AWS Big Data Blog
Use Amazon Redshift RA3 with managed storage in your modern data architecture
Amazon Redshift is a fully managed, petabyte-scale data warehouse service in the cloud. You can start with just a few hundred gigabytes of data and scale to a petabyte or more. This enables you to use your data to acquire new insights for your business and customers.
Over the years, Amazon Redshift has evolved a lot to meet our customer demands. Its journey started as a standalone data warehousing appliance that provided a low-cost, high-performance, cloud-based data warehouse. Support for Amazon Redshift Spectrum compute nodes was later added to extend your data warehouse to data lakes, and the concurrency scaling feature was added to support burst activity and scale your data warehouse to support thousands of queries concurrently. In its latest offering, Amazon Redshift runs on third-generation architecture where storage and compute layers are decoupled and scaled independent of each other. This latest generation powers the several modern data architecture patterns our customers are actively embracing to build flexible and scalable analytics platforms.
When spinning up a new instance of Amazon Redshift, you get to choose either Amazon Redshift Serverless, for when you need a data warehouse that can scale seamlessly and automatically as your demand evolves unpredictably, or you can choose an Amazon Redshift provisioned cluster for steady-state workloads and greater control over your Amazon Redshift cluster’s configuration.

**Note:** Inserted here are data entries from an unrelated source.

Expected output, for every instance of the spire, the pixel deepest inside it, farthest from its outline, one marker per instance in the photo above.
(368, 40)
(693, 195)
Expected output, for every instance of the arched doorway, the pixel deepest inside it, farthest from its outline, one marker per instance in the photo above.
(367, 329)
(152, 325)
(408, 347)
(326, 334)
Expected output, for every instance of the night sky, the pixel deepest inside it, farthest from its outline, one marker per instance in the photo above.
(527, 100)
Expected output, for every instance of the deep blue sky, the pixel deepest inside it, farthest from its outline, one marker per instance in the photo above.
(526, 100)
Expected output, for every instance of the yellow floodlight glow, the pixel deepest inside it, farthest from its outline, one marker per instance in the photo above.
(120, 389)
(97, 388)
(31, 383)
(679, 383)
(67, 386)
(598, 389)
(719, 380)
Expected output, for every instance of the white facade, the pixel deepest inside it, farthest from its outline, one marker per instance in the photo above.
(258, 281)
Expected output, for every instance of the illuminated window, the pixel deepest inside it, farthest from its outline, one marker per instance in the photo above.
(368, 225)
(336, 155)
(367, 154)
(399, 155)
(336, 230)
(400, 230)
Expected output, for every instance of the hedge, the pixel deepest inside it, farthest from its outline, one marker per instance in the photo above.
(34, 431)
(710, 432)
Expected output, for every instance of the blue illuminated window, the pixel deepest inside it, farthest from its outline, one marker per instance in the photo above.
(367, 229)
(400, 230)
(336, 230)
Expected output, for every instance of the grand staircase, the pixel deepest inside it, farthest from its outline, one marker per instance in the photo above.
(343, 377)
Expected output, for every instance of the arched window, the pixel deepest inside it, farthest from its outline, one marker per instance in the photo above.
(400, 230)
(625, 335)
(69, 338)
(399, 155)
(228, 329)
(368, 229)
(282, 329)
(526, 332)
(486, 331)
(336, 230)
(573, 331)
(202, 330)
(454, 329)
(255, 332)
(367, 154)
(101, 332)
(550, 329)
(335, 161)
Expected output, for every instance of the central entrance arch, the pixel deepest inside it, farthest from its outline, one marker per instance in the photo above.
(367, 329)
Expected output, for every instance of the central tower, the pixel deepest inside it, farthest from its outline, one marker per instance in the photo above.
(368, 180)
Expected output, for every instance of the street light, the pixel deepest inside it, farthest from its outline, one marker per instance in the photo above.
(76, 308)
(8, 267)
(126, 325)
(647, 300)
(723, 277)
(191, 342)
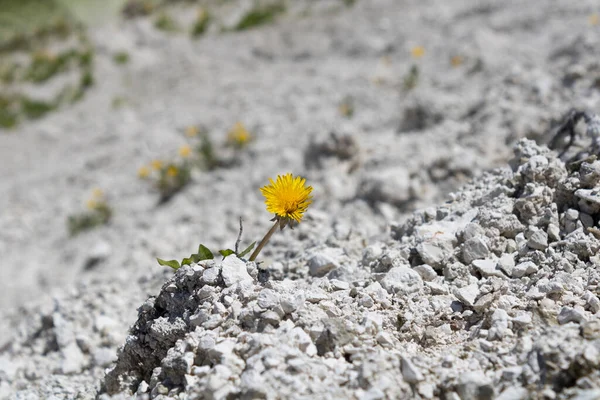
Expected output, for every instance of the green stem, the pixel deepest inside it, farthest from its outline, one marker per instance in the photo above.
(264, 241)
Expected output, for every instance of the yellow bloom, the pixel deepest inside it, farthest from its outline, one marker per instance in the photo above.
(287, 197)
(185, 151)
(97, 193)
(238, 135)
(172, 171)
(192, 131)
(143, 172)
(456, 61)
(92, 204)
(417, 51)
(156, 164)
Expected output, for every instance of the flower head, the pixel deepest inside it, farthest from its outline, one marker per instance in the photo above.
(192, 131)
(238, 136)
(172, 171)
(143, 172)
(287, 197)
(417, 51)
(185, 151)
(156, 164)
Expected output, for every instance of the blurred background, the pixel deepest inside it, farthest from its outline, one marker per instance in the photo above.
(136, 129)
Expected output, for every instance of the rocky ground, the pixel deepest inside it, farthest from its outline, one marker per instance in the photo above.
(488, 290)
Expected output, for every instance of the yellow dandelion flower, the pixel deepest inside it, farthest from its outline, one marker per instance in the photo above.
(417, 51)
(185, 151)
(192, 131)
(456, 61)
(172, 171)
(91, 204)
(143, 172)
(97, 193)
(287, 197)
(238, 135)
(156, 164)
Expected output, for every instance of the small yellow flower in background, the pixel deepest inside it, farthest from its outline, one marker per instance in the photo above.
(172, 171)
(185, 151)
(192, 131)
(92, 204)
(45, 55)
(456, 61)
(97, 193)
(287, 197)
(156, 164)
(143, 172)
(417, 51)
(96, 199)
(238, 136)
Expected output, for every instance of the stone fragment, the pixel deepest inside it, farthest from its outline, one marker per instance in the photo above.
(234, 270)
(474, 249)
(268, 299)
(524, 268)
(474, 385)
(553, 232)
(487, 268)
(538, 240)
(410, 373)
(467, 294)
(434, 252)
(337, 284)
(506, 263)
(211, 275)
(499, 325)
(402, 281)
(571, 314)
(426, 272)
(324, 261)
(437, 288)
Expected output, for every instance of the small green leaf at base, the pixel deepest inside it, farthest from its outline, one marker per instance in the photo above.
(204, 253)
(226, 252)
(247, 250)
(171, 263)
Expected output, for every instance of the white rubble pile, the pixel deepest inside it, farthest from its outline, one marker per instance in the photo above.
(492, 294)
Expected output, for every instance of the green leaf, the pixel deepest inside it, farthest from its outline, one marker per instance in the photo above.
(226, 252)
(247, 250)
(204, 253)
(171, 263)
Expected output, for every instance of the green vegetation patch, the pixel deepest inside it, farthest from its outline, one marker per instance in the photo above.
(23, 23)
(260, 15)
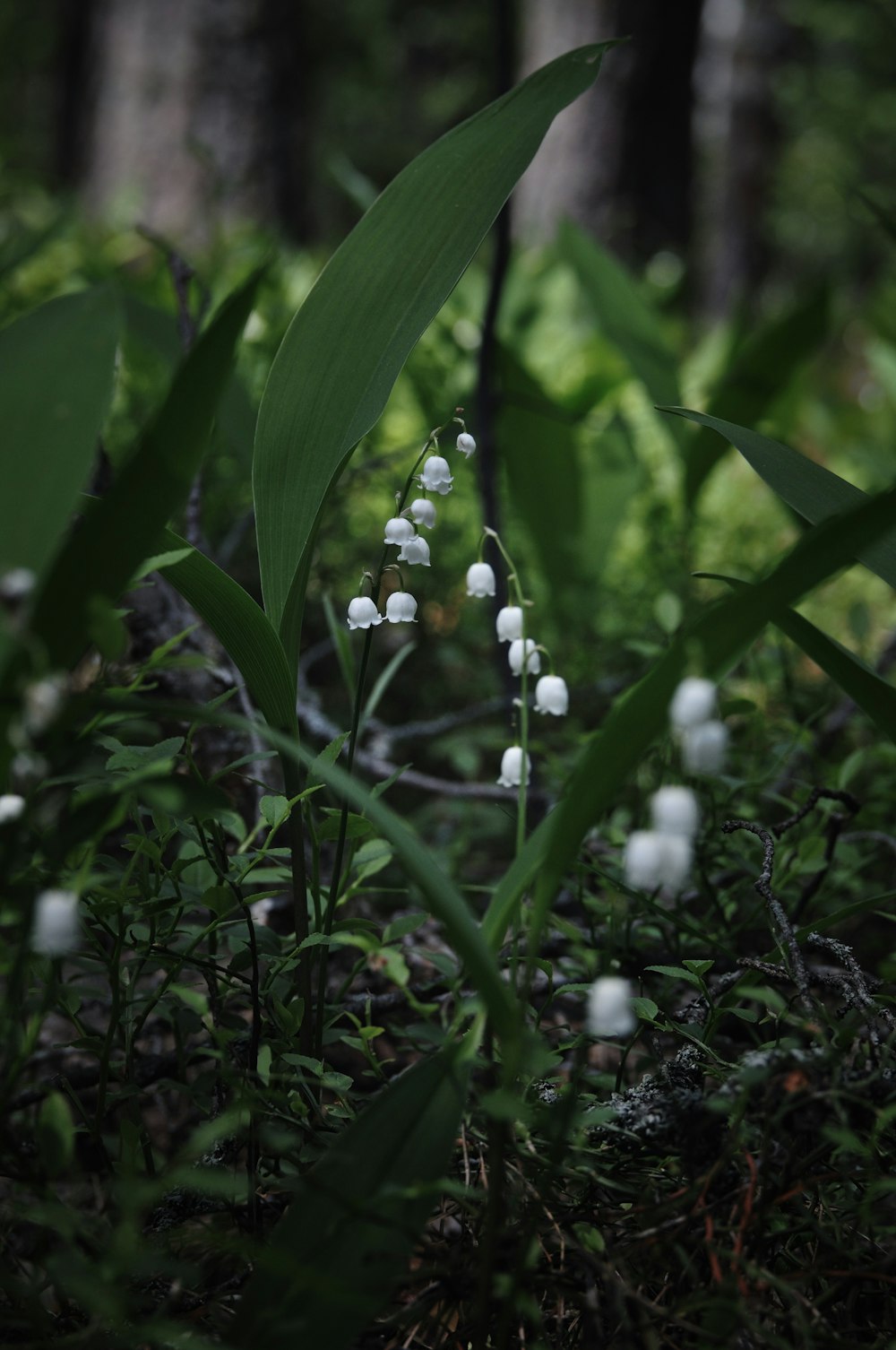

An Amazon Redshift provisioned cluster is a collection of computing resources called nodes, which are organized into a group called a cluster. Each cluster runs the Amazon Redshift engine and contains one or more databases. Creating an Amazon Redshift cluster is the first step in your process of building an Amazon Redshift data warehouse. While launching a provisioned cluster, one option that you specify is the node type. The node type determines the CPU, RAM, storage capacity, and storage drive type for each node.
In this post, we cover the current generation node RA3 architecture, different RA3 node types, important capabilities that are available only on RA3 node types, and how you can upgrade your current Amazon Redshift node types to RA3.
Amazon Redshift RA3 nodes
RA3 nodes with managed storage enable you to optimize your data warehouse by scaling and paying for compute and managed storage independently. RA3 node types are the latest node type for Amazon Redshift. With RA3, you choose the number of nodes based on your performance requirements and only pay for the managed storage that you use. RA3 architecture gives you the ability to size your cluster based on the amount of data you process daily or the amount of data that you want to store in your warehouse; there is no need to account for both storage and processing needs together.
Other node types that we previously offered include the following:
- Dense compute – DC2 nodes enable you to have compute-intensive data warehouses with local SSD storage included. You choose the number of nodes you need based on data size and performance requirements.
- Dense storage (deprecated) – DS2 nodes enable you to create large data warehouses using hard disk drives (HDDs). If you’re using the DS2 node type, we strongly recommend that you upgrade to RA3 to get twice as much storage and improved performance for the same on-demand cost.
When you use the RA3 node size and choose your number of nodes, you can provision the compute independent of storage. RA3 nodes are built on the AWS Nitro System and feature high bandwidth networking and large high-performance SSDs as local caches. RA3 nodes use your workload patterns and advanced data management techniques to deliver the performance of local SSD while scaling storage automatically to Amazon Simple Storage Service (Amazon S3).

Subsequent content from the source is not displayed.